1796 or 1799–2 Aug. 1858

Edward H[enry?] Tarrant, soldier, and Texas official, was born in North Carolina, probably in Caswell County, as one Henry Tarrant was active there between 1799 and 1801. Manlove Tarrant served as ensign to captain with the Second North Carolina Battalion from 1776 until his retirement on 1 June 1778. When Edward Tarrant was young his family moved to Tennessee. During the War of 1812 he joined a militia unit in Kentucky for a six-month enlistment and attained the rank of corporal. Discharged on May 20, 1815, he returned to Tennessee and studied law. By the early 1820s he was living in Henry County near the Kentucky state line, where he served as colonel of the local militia, organized the first Masonic lodge in the county seat, and by 1827 was sheriff. In 1829 he was a resident of Henderson County, where he held minor public office.

Tarrant was among the Tennessee volunteers who went to Texas in 1835, ostensibly to support the fight for independence, but no record has been found to substantiate any service by him. Nevertheless, he received 4,605 1/2 acres of land in Red River County in the northeastern part of the state, on March 2, 1836, simply by virtue of the fact that he was residing in Texas at the time of independence. He soon established his family, the people he enslaved, and hired hands there.

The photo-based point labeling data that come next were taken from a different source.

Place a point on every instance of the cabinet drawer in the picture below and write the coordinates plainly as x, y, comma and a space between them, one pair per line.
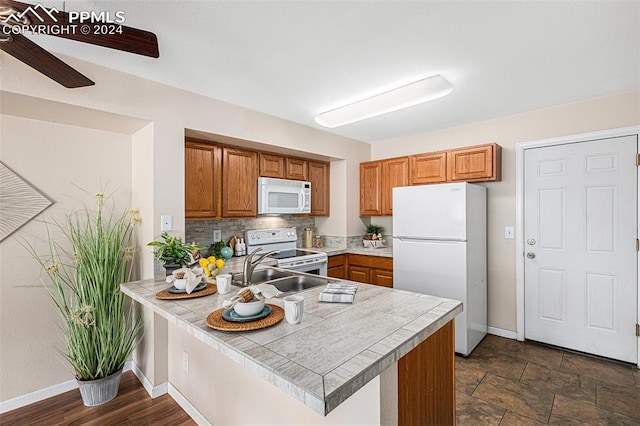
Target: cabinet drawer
382, 277
359, 274
335, 261
378, 262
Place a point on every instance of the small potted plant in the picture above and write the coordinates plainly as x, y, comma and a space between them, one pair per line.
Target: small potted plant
373, 236
173, 252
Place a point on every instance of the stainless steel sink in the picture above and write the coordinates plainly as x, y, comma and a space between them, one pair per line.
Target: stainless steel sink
262, 275
296, 283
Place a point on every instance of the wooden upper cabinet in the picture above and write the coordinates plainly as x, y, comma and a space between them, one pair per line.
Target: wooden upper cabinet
297, 169
319, 176
240, 185
395, 172
430, 167
475, 163
272, 165
371, 188
203, 176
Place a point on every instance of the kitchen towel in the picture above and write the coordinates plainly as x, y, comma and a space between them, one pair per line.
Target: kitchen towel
338, 293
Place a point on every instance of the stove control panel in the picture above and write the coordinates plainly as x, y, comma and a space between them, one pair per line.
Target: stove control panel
270, 236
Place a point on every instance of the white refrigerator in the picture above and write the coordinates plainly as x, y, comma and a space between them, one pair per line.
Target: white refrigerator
440, 248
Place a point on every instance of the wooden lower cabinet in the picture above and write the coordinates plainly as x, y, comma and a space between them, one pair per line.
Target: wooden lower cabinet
375, 270
426, 384
335, 267
359, 274
382, 277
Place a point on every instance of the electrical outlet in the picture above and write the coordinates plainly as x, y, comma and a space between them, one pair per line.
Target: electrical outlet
166, 223
508, 232
185, 361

Tarrant was elected a member of the Second Congress of the Republic of Texas, serving between October 17th and November 11, 1837; he resigned to command troops on the frontier charged with suppressing American Indian resistance to colonization. As a brigadier general he led his men to victory in the Battle of Village Creek in 1841, thereby opening new territory to settlement. Tarrant County, of which Fort Worth is now the county seat, was named in his honor. He also was a member of the statehood convention in 1845. Following service in the War with Mexico, Tarrant again was elected to the state legislature, serving in the third and fourth sessions, and to the position of chief justice of Red River County.

Retiring to his plantation near Italy in Ellis County, Tarrant spent his final years. At the time of his death he happened to be at Fort Belknap, where he also owned property, but was buried at his plantation. In 1928 the Daughters of the Republic of Texas had his remains removed to Pioneer Rest Cemetery in Fort Worth.

References:

Biographical Directory of Texas Conventions and Congresses (1941).

Robert L. and Pauline H. Jones, "Edward H. Tarrant," Southwestern Historical Quarterly 69 (January 1966).

Katharine Kerr Kendall, comp., Caswell County, North Carolina, Deed Books, 1777–1817 (1989).

Texas Young Lawyers Association, Young Lawyers at Texas Independence (1986).

Walter P. Webb, ed., The Handbook of Texas, vol. 2 (1953).